Dito de outra forma, a regra da vida moral não é o prazer como tal, mas a razão que julga e discrimina, ou seja, a sabedoria, a qual, além de prevenir contra o erro de muitas de nossas opiniões, escolhe, entre os prazeres, aqueles que são insuprimíveis e que não venham a comportar em si qualquer risco de perturbação.
Podemos, enfim, verificar que Simondon, de fato, faz, em seu texto, rápida referência à física (em especial ao clínamen) e à ética epicureia, sem, no entanto, se preocupar em oferecer esclarecimentos sobre o peso que tais ideias têm enquanto contribuição original de Epicuro junto ao cenário filosófico atomista. Mas vale lembrar que Simondon não assume como tarefa oferecer uma interpretação cuidadosa do pensamento de Epicuro ou de qualquer outro atomista. Sua intenção maior, como já sabemos, é, em primeiro lugar, identificar o princípio filosófico atomista, para, logo em
seguida, mostrar que tal princípio não é suficiente para proporcionar uma compreensão filosoficamente relevante da natureza do ser individual em geral.
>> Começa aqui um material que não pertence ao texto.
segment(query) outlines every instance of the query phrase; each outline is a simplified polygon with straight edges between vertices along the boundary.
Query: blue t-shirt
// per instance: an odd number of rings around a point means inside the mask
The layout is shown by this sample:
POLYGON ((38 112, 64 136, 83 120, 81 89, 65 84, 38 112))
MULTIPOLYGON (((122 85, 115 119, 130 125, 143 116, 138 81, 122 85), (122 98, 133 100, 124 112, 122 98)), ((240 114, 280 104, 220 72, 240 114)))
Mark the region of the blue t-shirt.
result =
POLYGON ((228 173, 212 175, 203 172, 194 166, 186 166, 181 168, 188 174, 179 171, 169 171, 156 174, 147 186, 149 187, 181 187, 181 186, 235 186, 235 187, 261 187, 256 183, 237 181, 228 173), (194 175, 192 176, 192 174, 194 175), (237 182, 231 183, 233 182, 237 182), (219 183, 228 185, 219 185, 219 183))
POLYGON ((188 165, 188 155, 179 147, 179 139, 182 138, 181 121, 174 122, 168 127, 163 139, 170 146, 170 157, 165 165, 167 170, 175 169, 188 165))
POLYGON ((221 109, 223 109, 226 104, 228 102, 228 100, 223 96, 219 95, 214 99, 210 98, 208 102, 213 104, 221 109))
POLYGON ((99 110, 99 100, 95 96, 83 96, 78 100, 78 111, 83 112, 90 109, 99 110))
Notamos que Epicuro podia afirmar que o átomo era o princípio. Ele não tinha os instrumentos que poderiam lhe revelar seu equívoco: o de pensar que o átomo é uma simples partícula indivisível. Simondon, por sua vez, quer mostrar que, ao se levar em conta as descobertas da física, não há mais razão para considerarmos o átomo como princípio filosófico. E o autor vai além, defendendo que, do ponto de vista filosófico, não há razão sequer para afirmarmos a existência de princípios, menos ainda a de um princípio transcendente, como é precisamente o caso do átomo dos atomistas, considerado imutável e sempre idêntico a si mesmo. Em vez de princípios absolutos, Simondon buscou evidenciar, em sua filosofia, a importância de se considerar o devir, a ontogênese, o processo mesmo de individuação, o que lhe permitiu conceber o indivíduo como sendo em si um revestimento precário de uma individuação permanente que se produz nele e através dele.
Embora Simondon não aceite o atomismo, embora o critique e o ultrapasse, ele não se equivoca no que diz respeito ao modo como o atomismo concebe o indivíduo; diremos, quanto a este ponto específico, que a leitura que ele faz da filosofia atomista está correta.